During the tech heydays of 2020 and 2021, ultra-low interest rates meant it was much easier for startups to raise capital.

As interest rates have risen, company valuations have seen a kind of reset and venture capital-backed companies are feeling the pinch as the VC finance market slows. Even as funding rounds slow, startups have had to continue to burn money from previous rounds to cover their overheads.

This is bad news for the SVB as it means companies have had to siphon deposits from the bank while it loses money on excess cash invested in US debt, which has now fallen in price following the Fed’s rate hikes.

Hoxton Ventures, a London-based VC firm, is advising founders to withdraw two months’ worth of “burn,” or venture capital, from SVB that they would use to fund overheads.

In a note to the founders on Thursday, Hussein Kanji, Hoxton’s founding partner, said: “We have seen that some funds have shared their view that they continue to have faith in SVB. We’re seeing other funds encouraging companies to take their money out of the SVB, let’s see how this all plays out.
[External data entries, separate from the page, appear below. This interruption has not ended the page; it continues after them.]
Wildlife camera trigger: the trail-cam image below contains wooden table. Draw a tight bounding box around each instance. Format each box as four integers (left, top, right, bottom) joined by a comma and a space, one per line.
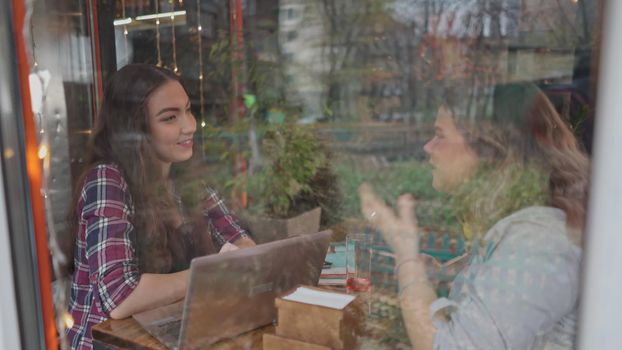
93, 317, 274, 350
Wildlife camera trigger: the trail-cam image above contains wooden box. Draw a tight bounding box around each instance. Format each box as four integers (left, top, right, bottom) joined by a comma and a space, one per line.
275, 286, 364, 349
263, 333, 331, 350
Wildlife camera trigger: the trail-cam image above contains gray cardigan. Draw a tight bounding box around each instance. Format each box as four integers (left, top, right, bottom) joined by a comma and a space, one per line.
430, 207, 581, 350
“If the self-fulfilling prophecy comes true, the risks to you are asymmetrical.”

In a separate conversation with CNBC, Kanji said, “The big danger for startups is that their accounts will be frozen while the mess is sorted out.”

Kanji believes SVB could either be bailed out by the US Federal Reserve or taken over by another company.

The company has hired advisers to explore a possible sale after failed attempts by the bank to raise capital, sources told CNBC’s David Faber on Friday.